Orioles Prospect Adley Rutschman Focused On Improving … Not His Big-League Debut

Orioles top prospect Adley Rutschman is creating a buzz around spring training.

While the dynamic catcher is not expected to make the final roster out of the camp, every swing of the bat creates excitement among his teammates and the limited number of fans allowed to attend games.

Rutschman, of course, is being inundated with questions about the timeline for his major-league debut. However, Rutschman is just enjoying the moment and preparing for the moment when he gets the nod to join the big-league team.

“Whenever people ask me when do I think I should debut, what’s my timeline, what do I think it should be, for me it’s always going to be the same — I’m going to control what I can control,” said Rutschman, who was the No. 1 overall pick in the 2019 MLB Draft. “I’d like to think I can compete at any level that you put me at just because of who I am. I’d like to think I’m a competitive person and can do those things. But I don’t really know what my timeline looks like. I’m just here to play baseball and get better every day.”

With Rutschman expected to get more seasoning at the minor-league level, the Orioles will likely enter the regular season with two catchers — Pedro Severino and Chance Sisco.

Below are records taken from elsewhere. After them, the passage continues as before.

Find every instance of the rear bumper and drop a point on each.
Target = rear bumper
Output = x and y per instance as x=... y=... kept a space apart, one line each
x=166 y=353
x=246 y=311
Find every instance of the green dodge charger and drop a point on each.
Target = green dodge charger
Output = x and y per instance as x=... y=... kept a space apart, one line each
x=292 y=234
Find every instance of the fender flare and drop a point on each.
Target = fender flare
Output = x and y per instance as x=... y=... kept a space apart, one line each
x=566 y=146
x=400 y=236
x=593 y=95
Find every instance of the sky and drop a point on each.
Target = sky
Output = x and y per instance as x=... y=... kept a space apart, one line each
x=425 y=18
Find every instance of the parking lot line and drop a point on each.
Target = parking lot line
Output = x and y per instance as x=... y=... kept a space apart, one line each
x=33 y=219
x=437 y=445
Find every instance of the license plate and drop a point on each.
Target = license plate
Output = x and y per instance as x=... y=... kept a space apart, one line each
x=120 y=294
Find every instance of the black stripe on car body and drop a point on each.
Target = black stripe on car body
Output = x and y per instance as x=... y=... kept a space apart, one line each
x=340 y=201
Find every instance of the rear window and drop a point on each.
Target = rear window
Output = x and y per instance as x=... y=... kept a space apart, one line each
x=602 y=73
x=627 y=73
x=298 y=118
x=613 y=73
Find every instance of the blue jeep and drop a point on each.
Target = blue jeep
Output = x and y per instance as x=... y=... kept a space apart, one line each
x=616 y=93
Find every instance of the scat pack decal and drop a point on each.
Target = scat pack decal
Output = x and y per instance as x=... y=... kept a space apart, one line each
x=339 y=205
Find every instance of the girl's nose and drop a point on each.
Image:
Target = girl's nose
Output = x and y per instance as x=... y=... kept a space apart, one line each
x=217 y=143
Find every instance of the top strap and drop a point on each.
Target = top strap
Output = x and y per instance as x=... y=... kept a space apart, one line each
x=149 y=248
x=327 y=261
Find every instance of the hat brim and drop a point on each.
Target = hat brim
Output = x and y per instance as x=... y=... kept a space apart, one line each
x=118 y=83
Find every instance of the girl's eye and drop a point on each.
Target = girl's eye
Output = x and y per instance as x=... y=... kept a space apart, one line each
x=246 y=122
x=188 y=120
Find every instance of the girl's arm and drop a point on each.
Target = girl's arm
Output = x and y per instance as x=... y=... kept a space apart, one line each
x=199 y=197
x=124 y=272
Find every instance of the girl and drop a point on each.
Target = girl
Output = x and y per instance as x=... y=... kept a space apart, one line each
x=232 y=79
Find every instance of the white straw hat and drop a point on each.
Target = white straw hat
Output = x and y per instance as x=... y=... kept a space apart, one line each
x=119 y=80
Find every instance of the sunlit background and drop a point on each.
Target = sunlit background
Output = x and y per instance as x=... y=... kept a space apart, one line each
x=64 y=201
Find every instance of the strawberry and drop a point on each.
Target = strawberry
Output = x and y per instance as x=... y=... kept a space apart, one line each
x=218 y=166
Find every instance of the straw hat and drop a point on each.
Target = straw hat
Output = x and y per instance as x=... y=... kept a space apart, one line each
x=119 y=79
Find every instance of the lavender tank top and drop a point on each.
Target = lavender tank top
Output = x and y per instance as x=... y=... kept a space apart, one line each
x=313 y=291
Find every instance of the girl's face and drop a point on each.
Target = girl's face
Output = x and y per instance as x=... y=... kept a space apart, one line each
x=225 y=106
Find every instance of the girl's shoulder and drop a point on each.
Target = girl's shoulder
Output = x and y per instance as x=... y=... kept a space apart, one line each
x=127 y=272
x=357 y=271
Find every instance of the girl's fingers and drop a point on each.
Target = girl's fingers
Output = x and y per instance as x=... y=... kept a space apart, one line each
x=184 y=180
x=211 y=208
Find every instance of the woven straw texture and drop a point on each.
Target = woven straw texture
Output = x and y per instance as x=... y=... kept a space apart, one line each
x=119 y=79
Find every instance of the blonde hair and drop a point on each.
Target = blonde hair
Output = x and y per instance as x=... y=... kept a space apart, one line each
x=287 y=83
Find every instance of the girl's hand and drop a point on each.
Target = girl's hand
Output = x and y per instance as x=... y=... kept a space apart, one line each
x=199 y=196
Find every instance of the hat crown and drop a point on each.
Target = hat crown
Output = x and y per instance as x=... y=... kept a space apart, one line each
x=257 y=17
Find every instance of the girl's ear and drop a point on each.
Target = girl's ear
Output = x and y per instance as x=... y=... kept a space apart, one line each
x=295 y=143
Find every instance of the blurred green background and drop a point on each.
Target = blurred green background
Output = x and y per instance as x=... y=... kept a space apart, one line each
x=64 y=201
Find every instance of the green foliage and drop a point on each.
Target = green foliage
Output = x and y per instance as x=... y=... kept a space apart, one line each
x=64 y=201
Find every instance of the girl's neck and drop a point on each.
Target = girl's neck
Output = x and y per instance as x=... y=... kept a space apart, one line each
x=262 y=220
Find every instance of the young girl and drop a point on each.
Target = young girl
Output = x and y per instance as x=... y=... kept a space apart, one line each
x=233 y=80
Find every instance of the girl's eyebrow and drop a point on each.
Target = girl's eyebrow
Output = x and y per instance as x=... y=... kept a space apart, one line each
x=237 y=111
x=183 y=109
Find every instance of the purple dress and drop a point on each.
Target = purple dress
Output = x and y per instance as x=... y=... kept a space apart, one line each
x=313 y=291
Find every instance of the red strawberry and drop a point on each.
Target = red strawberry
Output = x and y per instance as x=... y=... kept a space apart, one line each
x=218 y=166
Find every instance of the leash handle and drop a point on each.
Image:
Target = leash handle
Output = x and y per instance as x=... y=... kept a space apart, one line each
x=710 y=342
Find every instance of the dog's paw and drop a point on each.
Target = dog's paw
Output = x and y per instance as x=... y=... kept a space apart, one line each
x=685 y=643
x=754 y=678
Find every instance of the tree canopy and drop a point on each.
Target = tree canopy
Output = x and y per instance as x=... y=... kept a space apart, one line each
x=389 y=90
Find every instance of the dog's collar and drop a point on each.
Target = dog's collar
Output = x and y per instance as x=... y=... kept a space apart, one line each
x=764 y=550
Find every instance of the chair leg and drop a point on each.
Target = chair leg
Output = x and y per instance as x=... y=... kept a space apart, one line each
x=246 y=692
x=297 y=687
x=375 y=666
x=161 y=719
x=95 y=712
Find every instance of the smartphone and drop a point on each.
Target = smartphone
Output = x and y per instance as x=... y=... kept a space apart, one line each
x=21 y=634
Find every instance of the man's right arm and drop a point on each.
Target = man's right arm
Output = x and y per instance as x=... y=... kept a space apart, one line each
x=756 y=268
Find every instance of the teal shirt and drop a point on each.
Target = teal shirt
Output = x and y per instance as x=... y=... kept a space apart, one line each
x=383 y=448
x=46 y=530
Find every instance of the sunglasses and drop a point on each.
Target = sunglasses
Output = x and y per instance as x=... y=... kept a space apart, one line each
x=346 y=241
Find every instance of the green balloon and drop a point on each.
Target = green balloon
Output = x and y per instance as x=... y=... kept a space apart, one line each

Severino is expected to get most of the workload behind the plate with Sisco as the primary backup who could push for more playing time. But let’s face it — both players are stopgaps until the 23-year-old Rutschman is ready.

Severino did manage to flash in last year’s shortened season. He also was effective in managing a pitching staff that was in flux for most of the year. Severino made 32 starts behind the plate. The Orioles went 15-17 with Severino in those games, and his battery mates posted a 3.89 ERA. Severino threw out 4 of 13 potential base stealers with five passed balls and four errors.

Severino slashed .250/.322/.388 with five home runs and 21 RBIs. His bat got hot in late August when he managed 16 RBIs in 13 games, which tied for the fourth most in the American League during that period. However, he struggled badly down the stretch, hitting .159 in September. Severino has spent some time at designated hitter this spring in addition to catcher.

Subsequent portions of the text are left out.